Plötzlich durchfuhr es ihn wie ein Schlag. Zwei einzelne Menschen erschienen in der Finsternis. Der eine von sehr massigem Körperbau, der andere ein gutes Stück größer als er. Ronny hatte mit seinen Spekulationen, wo sich der Ausgang von Thums Kellertunnel befand, also wenigstens im Groben Recht behalten. 90 Prozent des von ihm ausgearbeiteten Plans klappten wie am Schnürchen. Nur dass er jetzt selbst noch die Sache zu Ende bringen musste. Obwohl ihm auch das eine gewisse Befriedigung verschaffte.
Lautlos stieß er die nur angelehnte Tür seines Wagens auf und ließ sich nach draußen gleiten. Andere geparkte Autos verschafften ihm die nötige Deckung. Wobei Thum und Bruno auf eines von ihnen zurannten, einen Mercedes. Ronny huschte geduckt in ihre Richtung, so lautlos er nur konnte. Bruno war kein Anfänger. Ronny konnte nur hoffen, dass Thums Leibwächter seine Aufmerksamkeit noch immer auf Bedrohungen aus Richtung Villa richtete, statt auf einen unerwarteten Überfall aus den Schatten.
Im nächsten Moment hatte er die beiden direkt vor sich. Er war nur wenige Meter von ihnen entfernt. Keiner von beiden schien ihn wahrzunehmen. Thum schloss die Tür seines Wagens auf, Bruno sicherte mit seiner Waffe in die entgegengesetzte Richtung.
Ronny war hin- und hergerissen zwischen seinem Wunsch nach einem großen Auftritt und einem Finale wie im Kino und seinem Wissen, dass es in solchen Situationen immer darum ging, sich selbst in absolut keine Gefahr zu bringen und jedes Risiko eines fairen Duells zu vermeiden. Was eigentlich bedeutete, dass er handeln musste, bevor sein Gegner auch nur begriff, was gerade geschah. Verdammt schade, wenn er daran dachte, wie Bruno ihn in die Mangel genommen hatte.

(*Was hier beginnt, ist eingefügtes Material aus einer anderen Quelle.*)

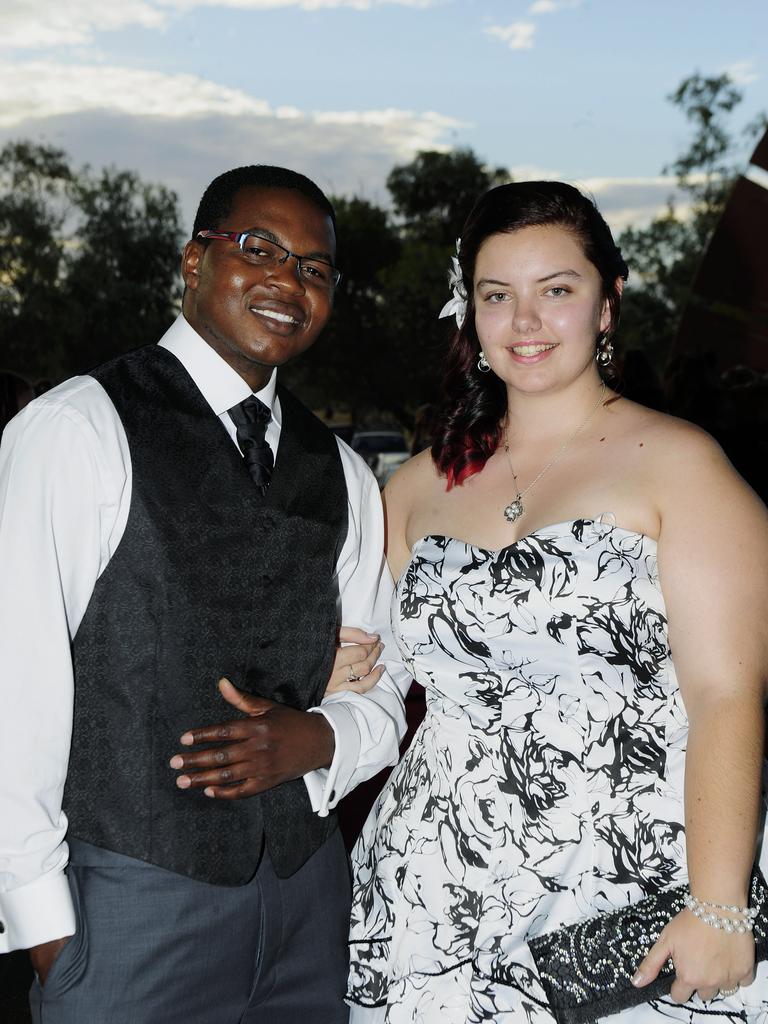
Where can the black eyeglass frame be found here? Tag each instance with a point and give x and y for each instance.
(240, 239)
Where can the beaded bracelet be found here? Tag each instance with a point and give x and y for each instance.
(726, 916)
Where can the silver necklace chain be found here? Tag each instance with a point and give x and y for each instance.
(515, 509)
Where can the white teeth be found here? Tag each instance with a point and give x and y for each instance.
(530, 349)
(273, 314)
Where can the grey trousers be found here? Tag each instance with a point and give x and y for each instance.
(155, 947)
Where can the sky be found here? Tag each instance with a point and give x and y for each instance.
(180, 90)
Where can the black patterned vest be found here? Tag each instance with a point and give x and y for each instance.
(209, 580)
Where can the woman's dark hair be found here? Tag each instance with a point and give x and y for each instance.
(219, 197)
(469, 420)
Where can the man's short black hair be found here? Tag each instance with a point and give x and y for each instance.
(219, 197)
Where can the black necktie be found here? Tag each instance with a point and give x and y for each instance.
(251, 418)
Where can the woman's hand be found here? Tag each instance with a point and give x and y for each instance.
(707, 961)
(354, 666)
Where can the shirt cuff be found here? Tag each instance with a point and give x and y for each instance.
(39, 911)
(327, 785)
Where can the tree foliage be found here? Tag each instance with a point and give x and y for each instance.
(665, 255)
(384, 345)
(88, 262)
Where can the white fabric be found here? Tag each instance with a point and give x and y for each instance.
(65, 496)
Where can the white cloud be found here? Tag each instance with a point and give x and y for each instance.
(518, 35)
(551, 6)
(181, 130)
(41, 89)
(741, 72)
(49, 23)
(625, 202)
(303, 4)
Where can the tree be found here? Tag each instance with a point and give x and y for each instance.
(664, 257)
(88, 263)
(381, 353)
(34, 207)
(433, 194)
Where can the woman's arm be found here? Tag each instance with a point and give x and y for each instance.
(713, 560)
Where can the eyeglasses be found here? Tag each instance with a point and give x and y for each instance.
(264, 252)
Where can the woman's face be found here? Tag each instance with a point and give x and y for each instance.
(539, 307)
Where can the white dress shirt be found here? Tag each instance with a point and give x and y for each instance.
(65, 497)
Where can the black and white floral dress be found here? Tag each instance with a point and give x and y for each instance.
(544, 785)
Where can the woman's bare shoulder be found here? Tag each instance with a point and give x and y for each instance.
(671, 437)
(412, 479)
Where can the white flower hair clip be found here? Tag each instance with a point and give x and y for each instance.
(457, 306)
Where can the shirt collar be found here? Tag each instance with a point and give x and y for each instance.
(221, 386)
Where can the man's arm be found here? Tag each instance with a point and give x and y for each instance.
(52, 518)
(351, 735)
(368, 727)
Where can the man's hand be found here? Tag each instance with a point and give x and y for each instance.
(272, 744)
(354, 665)
(44, 954)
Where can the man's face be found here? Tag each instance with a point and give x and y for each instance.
(257, 317)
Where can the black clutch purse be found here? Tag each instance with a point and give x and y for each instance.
(586, 969)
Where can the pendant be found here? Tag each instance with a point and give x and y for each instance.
(514, 510)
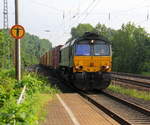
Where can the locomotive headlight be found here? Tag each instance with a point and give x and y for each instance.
(105, 67)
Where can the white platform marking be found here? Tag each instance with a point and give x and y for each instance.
(70, 113)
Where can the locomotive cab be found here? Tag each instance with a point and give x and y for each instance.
(92, 64)
(92, 56)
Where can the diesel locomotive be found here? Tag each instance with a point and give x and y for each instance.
(85, 61)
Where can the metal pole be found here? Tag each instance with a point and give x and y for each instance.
(17, 45)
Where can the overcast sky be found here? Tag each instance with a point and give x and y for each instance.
(59, 16)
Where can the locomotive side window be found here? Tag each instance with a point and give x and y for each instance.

Was blieb ihm übrig? Ronny trat mit erhobener Pistole aus den Schatten. Er war noch gar nicht richtig in Brunos Blickfeld, da kreiselte Thums Leibwächter bereits mit seiner eigenen Waffe im Anschlag herum. Ronny drückte ab. Er traf Bruno im Hals, etwas höher als gezielt, aber gut genug. Bruno wurde zurückgeschleudert, er gurgelte, eine kleine dunkle Fontäne schoss in die Höhe. Thum erstarrte, wie vom Blitz getroffen. Dann fuhr seine Hand in die Tasche seines Mantels. Fast mitleidig wurde Ronny klar, dass der Alte noch nicht einmal eine eigene Waffe in der Hand gehalten hatte.
Er richtete seine Pistole in das schreckverzerrte Gesicht von Julias Vater.